J’étais entourée de vêtements, d’objets vintage. Mais également de quelques tissus que je m’étais autorisée à chiner – auparavant j’évitais, j’avais peur d’accumuler sans frein. Je suis du genre collectionneuse.
J’ai donc pris les quelques tissus que j’avais alors sous la main, et les premiers Cabas de la Grande sont nés en août 2017.
Les premières années j’ai évolué grâce aux amis, puis aux amis d’amis, etc. ….
J’y ai consacré de plus en plus de mon temps libre, et j’ai acheté beaucoup de tissus. En en février 2020 j’ai officialisé la création des Cabas de la Grande. A la veille du premier confinement !
Je n’ai donc réellement commencé à présenter mon travail sur les marchés de créateurs et en boutiques qu’au printemps 2022. Tout récemment.
Comment te définis-tu en tant qu’artiste ? Parle-nous de ton univers ?
Je suis fascinée et émerveillée par la qualité de dessin et l’inventivité des imprimés des tissus d’ameublement produits en France pendant les trente glorieuses, les années 1940s à 1960s – mais les années 1920-1930s ne sont pas mal non plus. Les éditeurs textiles faisaient appel à de véritables artistes. Le choix des couleurs notamment est très subtil, et même les motifs floraux plus classiques font preuve d’une grande richesse et dans le trait et dans les accords entre les teintes. Ce sont pour moi de vrais tableaux.
Evidemment les motifs étaient répétés sur toute la longueur du tissu, ce qui donnait un aspect très décoratif, voire trop chargé dans leur utilisation initiale, en tentures, rideaux ou couvre-lits. C’est pourquoi j’ai choisi d’en faire des accessoires à porter, pour sortir ces tissus de leur vocation première en ameublement, et surtout pouvoir isoler le dessin et mettre en lumière toute sa singularité.
Tu peux nous en dire davantage sur tes matières de prédilection et tes techniques de travail ?
Je me limite aux années 1930s à fin 1960s début 1970s. Je n’utilise que des tissus d’ameublement vintage en coton ou en lin pour la partie verso.

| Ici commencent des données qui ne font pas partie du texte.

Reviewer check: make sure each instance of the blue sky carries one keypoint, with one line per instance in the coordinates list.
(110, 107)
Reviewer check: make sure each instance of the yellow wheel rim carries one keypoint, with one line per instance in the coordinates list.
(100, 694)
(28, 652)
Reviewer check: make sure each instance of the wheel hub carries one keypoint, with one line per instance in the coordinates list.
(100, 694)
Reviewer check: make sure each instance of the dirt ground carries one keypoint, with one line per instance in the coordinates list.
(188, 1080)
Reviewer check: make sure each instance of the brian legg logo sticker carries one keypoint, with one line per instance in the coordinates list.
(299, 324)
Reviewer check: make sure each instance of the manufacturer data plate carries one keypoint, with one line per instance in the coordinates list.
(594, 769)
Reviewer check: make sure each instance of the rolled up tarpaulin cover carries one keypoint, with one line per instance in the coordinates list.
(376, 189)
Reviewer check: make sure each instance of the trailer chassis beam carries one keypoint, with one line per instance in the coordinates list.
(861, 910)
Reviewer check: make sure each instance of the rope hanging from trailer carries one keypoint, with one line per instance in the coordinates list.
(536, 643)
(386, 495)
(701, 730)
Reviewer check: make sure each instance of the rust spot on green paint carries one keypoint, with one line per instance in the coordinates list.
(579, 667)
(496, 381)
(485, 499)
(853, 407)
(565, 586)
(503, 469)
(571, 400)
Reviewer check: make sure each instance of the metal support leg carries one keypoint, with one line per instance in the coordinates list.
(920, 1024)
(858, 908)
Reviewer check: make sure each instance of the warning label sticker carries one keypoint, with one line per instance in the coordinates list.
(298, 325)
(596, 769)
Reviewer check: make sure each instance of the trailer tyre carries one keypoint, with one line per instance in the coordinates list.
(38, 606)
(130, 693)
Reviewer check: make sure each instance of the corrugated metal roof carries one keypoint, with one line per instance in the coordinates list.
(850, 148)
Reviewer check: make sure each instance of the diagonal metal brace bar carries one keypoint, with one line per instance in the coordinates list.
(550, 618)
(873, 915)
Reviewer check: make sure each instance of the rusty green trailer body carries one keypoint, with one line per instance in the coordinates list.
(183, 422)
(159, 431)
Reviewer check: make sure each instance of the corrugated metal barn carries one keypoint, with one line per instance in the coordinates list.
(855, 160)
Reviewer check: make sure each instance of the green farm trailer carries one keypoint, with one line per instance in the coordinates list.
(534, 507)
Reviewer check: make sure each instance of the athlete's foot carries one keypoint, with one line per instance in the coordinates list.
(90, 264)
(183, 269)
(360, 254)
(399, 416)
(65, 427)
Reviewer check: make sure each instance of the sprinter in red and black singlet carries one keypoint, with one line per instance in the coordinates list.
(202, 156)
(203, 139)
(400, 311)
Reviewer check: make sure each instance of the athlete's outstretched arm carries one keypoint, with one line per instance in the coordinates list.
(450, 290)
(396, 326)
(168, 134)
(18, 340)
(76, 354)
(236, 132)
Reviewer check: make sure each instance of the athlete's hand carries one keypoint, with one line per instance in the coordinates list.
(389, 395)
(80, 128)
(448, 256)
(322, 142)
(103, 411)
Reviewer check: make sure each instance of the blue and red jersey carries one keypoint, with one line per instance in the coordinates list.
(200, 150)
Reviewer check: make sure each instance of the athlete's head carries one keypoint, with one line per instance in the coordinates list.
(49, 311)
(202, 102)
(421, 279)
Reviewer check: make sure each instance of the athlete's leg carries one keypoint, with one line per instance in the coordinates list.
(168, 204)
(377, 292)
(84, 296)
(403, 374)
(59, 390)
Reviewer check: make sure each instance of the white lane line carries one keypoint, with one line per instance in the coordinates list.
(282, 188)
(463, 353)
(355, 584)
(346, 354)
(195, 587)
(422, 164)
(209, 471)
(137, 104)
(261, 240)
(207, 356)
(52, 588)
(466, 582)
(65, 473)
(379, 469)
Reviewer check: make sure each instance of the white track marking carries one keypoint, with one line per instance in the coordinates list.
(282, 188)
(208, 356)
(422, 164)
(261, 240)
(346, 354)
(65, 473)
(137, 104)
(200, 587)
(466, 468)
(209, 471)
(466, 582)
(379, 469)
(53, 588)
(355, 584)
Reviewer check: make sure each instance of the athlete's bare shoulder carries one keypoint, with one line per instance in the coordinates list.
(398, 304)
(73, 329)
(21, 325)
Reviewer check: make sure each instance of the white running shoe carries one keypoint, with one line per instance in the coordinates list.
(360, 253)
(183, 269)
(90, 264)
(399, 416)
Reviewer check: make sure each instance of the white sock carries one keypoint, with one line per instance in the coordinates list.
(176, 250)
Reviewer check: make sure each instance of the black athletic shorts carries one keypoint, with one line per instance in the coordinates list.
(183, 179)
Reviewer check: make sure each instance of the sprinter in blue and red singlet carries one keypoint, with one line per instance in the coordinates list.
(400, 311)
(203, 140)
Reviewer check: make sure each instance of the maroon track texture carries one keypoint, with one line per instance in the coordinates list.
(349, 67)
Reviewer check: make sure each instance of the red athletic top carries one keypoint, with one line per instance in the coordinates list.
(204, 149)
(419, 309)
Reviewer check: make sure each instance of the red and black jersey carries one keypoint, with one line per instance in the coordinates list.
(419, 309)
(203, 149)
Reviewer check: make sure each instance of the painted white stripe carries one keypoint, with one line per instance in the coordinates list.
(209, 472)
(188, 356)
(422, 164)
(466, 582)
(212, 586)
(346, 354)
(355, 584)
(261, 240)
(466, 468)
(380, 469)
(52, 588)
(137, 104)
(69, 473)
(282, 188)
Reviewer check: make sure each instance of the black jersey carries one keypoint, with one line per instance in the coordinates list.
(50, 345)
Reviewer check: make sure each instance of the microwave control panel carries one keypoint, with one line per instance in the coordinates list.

Ces tissus de collection réellement anciens sont le fruit d’une véritable chasse aux trésors, dans les brocantes, sur les vide-greniers, les marchés aux puces, et auprès de tout un réseau de professionnels du vintage.
La chance permet parfois d’acquérir et de travailler des coupons neufs d’époque, chutes d’ateliers ou invendus de boutiques miraculeusement conservés. Mais la plupart du temps ce sont d’anciens rideaux, ou de couvre-lits, qu’il s’agit de découdre soigneusement pour ne rien gaspiller. Les bords marqués par les précédentes découpes permettent de faire les revers de couture. Et les chutes finissent en pochettes, accessoirisées de boutons vintage également collectionnés avec amour !
Au verso, en doublure, j’emploie des cotons contemporains provenant essentiellement des coupons de déstockage du marché Saint-Pierre à Montmartre.
De l’idée à la réalisation, tu nous expliques ton processus de création ?
La première étape est une chasse aux trésors, puisque les tissus utilisés sont tous anciens et chinés sur les brocantes et marchés aux puces, ou sur internet.
La seconde étape est un travail de nettoyage, d’identification des traces d’usure éventuelles, et de lent décousage, car je prends grand soin de ne pas gaspiller ces précieux tissus.
Vient ensuite le choix de la forme, en fonction des motifs, et surtout le mariage des imprimés, entre le tissu vintage qui compose l’élément principal, et sa doublure. Je ne réalise le sac ou la pochette que lorsque j’ai trouvé l’accord parfait, c’est pourquoi j’ai besoin d’avoir un stock important sous la main, et c’est pourquoi aussi j’ai beaucoup de tissus en attente !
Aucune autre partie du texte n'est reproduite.